Soddisfatto. Anzi, di più ancora: Roberto Formigoni è «particolarmente soddisfatto» per come si è risolta - dopo quasi cinquanta giorni di passione - la crisi politico-amministrativa in Regione. Anche se da domattina dovrà reimbarcare in giunta quell’Alessandro Cè a cui aveva sottratto ad agosto le importanti deleghe sulla Sanità, accollandosele in prima persona e scatenando così l’ira funesta degli uomini del Carroccio, che ieri non sembravano però proprio così soddisfatti per come si è conclusa l’intera vicenda.
«Quel documento è decisamente poco simpatico per noi», ha ammesso senza troppi giri di parole il capo della delegazione lumbard, l’assessore Davide Boni. Il riferimento era sia al comunicato-congiunto prodotto nell’ultima cena arcoriana e vergato personalmente da Berlusconi e Bossi, ma anche quell’altro che - quasi a ulteriore garanzia di quanto pattuito la notte di lunedì a Villa San Martino - il governatore ha voluto assolutamente far sottoscrivere ieri mattina, al trentesimo piano del Pirellone, a tutti i componenti della maggioranza. Due documenti, un unico denominatore: d’ora in poi chi si permetterà di creare problemi al manovratore del Pirellone (leggi, Formigoni) ne pagherà le dovute conseguenze.

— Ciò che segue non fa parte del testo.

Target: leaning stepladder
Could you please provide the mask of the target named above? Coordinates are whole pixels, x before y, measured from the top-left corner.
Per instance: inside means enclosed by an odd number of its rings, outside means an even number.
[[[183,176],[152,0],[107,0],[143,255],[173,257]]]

«Non a caso - è stato esplicito il governatore lombardo - ho ritenuto opportuno sottolineare, in maniera chiara, a tutti i componenti della Cdl qui in Regione, che questo è un accordo sub-condicione. Ossia, un accordo che prevede il rispetto letterario di tutte le clausole: una sola violazione determinerà inevitabilmente le debite conseguenze». Da qui la «piena soddisfazione» del presidente lombardo «perché - ha aggiunto - non abbiamo messo affatto una pietra sul passato: non si ricomincia come prima, ma con un metodo completamente diverso». A cominciare dalla «collegialità» di tutte le future scelte amministrative, «in modo - ha spiegato ancora Formigoni - da evitare iniziative personalistiche, ma ogni decisione verrà presa tutti insieme. Esiste un programma che sta alla base dell’accordo politico tra i partiti della Casa delle Libertà che, adesso, viene riaffermato solennemente attraverso questi documenti».
Verrà inoltre privilegiato lo strumento delle riunioni interassessorili quando si dovranno affrontare temi importanti e che, per la loro trasversalità, necessiteranno di essere affrontati collegialmente, «perché - è stata la sottolineatura del governatore - ogni assessore che lavora in Regione Lombardia non è il proprietario esclusivo della propria delega ma l’ha ottenuta attraverso il mandato degli elettori». Insomma, Cè è avvisato: se vorrà continuare a lavorare al Pirellone dovrà confrontarsi anche col suo «nemico» Giancarlo Abelli (responsabile del Welfare), altrimenti questa volta rischia di perdere in via definitiva e senza possibilità d’appello l’assessorato alla sanità. E il fatto che, formalmente, l’interessato non abbia fatto passi indietro non preoccupa più di tanto Formigoni, «perché “ubi maior” cessa ogni motivo di contenzioso», dove maior sta per Umberto Bossi «il quale - conferma il governatore - mi ha dato garanzie assolute».
Ma per essere ulteriormente certo che gli assessori della Lega non assumeranno d’ora in poi nuove iniziative personalistiche, ha preteso che venisse condivisa e sottoscritta pure la clausola sulla «riservatezza» sui provvedimenti in itinere finché su di essi non si sia espressa collegialmente la giunta. Questo per evitare, com’è successo per la nuova legge urbanistica, che il Carroccio la presentasse agli organi di stampa prima ancora di aver concordato con gli alleati ogni dettaglio.
Infine, per evitare sgambetti in aula consigliare dai gruppi di maggioranza Formigoni ha ottenuto per iscritto pure l’impegno a non presentare disegni di legge o emendamenti in contrasto col programma di maggioranza sottoscritto, senza un preventivo confronto in sede di riunione dei capigruppo.
Il decalogo è insomma scritto ed è, come puntualizza una nota della presidenza - «condizionato al rispetto letterale di tutte le clausole stabilite. In caso di violazione di una sola di esse il presidente, eletto dai cittadini per governare fino al 2010, provvederà direttamente a trarre le inevitabili conseguenze di ogni responsabile». Da oggi l’ordine regna al Pirellone e, forse, pure nella Cdl.